Wednesday, August 03, 2005

Embarrassing Condescension

Its reputation in tatters over the Jayson Blair scandal and combating a widespread perception of being out of touch, in May the liberal New York Times presented editors with recommendations from an internal committee on how to restore its credibility among readers. Among the recommendations for the “newspaper of record” was this one: “Increase coverage of middle America, rural areas and religion.”

Times columnist Nicholas D. Kristof didn’t need the advice. He’s been following evangelicals for years, at one point dubbing us the “new internationalists,” in recognition of the powerful Christian focus on global human rights and religious liberty over the last decade.

But something tells me Kristof’s recognition of our achievements in these areas of mutual concern is less than enthusiastic—kind of like finding out that you and David Duke share a favorite hobby. It may be a fact, but you hope no one finds out about it.

Kristof writes in his July 24 column, for example, “[T]hese days liberals should be embarrassed that it’s the Christian Right that is taking the lead in spotlighting repression in North Korea.” Two days later, Kristof wrote, “Time magazine gets credit for putting Darfur on its cover—but the newsweeklies should be embarrassed that better magazine coverage of Darfur has often been in Christianity Today.” (Disclosure: As an editor at CT, I’ve played a small role in coordinating some of that embarrassing coverage.)

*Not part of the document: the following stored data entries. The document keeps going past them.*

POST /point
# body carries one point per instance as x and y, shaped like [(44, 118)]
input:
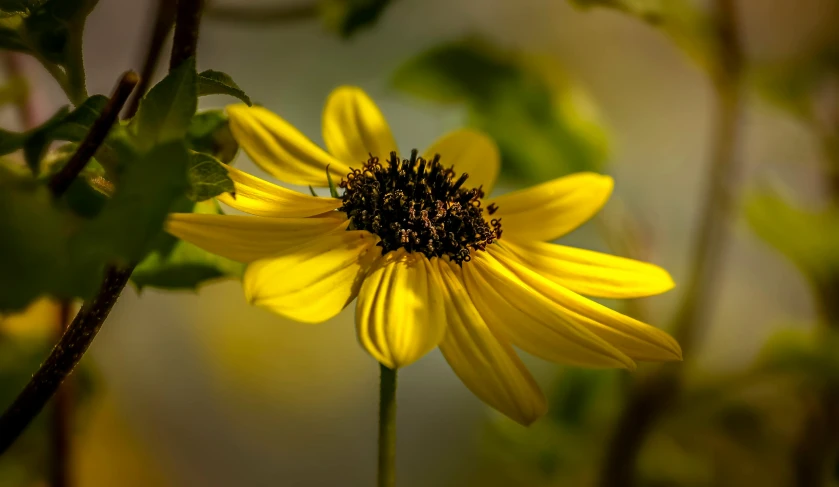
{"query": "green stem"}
[(387, 428)]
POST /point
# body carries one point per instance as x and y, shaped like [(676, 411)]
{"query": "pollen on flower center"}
[(419, 205)]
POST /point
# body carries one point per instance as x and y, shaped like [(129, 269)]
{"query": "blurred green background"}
[(200, 389)]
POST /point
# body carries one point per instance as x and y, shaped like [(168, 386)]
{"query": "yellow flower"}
[(432, 261)]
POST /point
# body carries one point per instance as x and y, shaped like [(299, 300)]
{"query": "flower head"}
[(431, 261)]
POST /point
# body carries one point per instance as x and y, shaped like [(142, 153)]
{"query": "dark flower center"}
[(418, 205)]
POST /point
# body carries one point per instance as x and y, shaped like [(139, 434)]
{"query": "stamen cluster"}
[(418, 205)]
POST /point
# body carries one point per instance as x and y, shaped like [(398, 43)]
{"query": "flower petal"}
[(591, 273), (489, 367), (248, 238), (313, 282), (470, 151), (354, 128), (532, 322), (280, 149), (259, 197), (632, 337), (552, 209), (400, 313)]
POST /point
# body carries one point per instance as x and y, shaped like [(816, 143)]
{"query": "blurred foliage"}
[(810, 355), (114, 212), (795, 84), (545, 125), (51, 31), (808, 238), (347, 17), (683, 21)]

Do you detect a pattern here? Acknowledging that theologically conservative Christians have been pivotal in fighting and spotlighting human rights abuses worldwide, Kristof nevertheless expresses an unconscious elitism. Being beaten by a presumed equal is no shame. But losing to an inferior is necessarily an embarrassment.

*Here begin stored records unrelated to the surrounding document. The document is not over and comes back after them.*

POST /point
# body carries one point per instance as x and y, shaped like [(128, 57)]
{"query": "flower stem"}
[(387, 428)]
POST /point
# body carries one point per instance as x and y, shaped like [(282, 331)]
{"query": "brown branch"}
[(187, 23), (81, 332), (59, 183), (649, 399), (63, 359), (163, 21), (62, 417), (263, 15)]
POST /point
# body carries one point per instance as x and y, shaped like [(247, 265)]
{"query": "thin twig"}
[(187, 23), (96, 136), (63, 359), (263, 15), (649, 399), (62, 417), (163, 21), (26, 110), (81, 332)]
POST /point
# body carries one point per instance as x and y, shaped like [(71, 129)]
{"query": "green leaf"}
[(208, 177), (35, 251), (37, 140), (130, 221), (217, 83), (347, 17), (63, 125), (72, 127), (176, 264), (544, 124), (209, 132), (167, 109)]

Kristof seems shocked, shocked, that evangelicals don’t fit the standard liberal stereotype. He shouldn’t be. Our engagement on issues of wide social and global significance has a significant pedigree. Kristof needs to do some more reading.

William Wilberforce, an evangelical parliamentarian, was instrumental in abolishing the British slave trade. The English preacher John Wesley did more to socially uplift the poor than any government program could ever dream of.

In the United States, Bible-believing Christians played prominent roles in the abolition movement. Despite the ingrained racism of many Christians, others marched alongside Rev. Martin Luther King Jr. for civil rights.

In more recent decades, evangelicals have spoken up for Jews in the Soviet Union, fought sexual trafficking, supported legislation against prison rape, pushed for an end to civil war in Sudan, worked tirelessly to provide pregnant women with practical options to abortion (which even Hillary Clinton now says is a “tragic choice”), and helped bring down the national abortion rate. According to Ram Cnaan of the University of Pennsylvania, the value of social services provided by the average North American church annually is $184,000.

Overseas, Christians in India are seeking to end social and legal barriers that have crushed the nation’s despised Untouchables for centuries. Christians, after a slow start, are playing a vital role in slowing the spread of AIDS in Africa. While not all evangelicals agree on the particulars, we are now even speaking up about diverse issues such as poverty and global warming.

Last year, prominent human rights leader Michael Horowitz, who is a Jew, unabashedly told me that evangelicals played “the central role” in passage of the North Korea Human Rights Act of 2004, saying, “It was the evangelical passion in the Wilberforce spirit that was the powerful animating force, the energizing force, around this issue.”

If advocates such as Horowitz aren’t embarrassed by our involvement, why should Kristof be?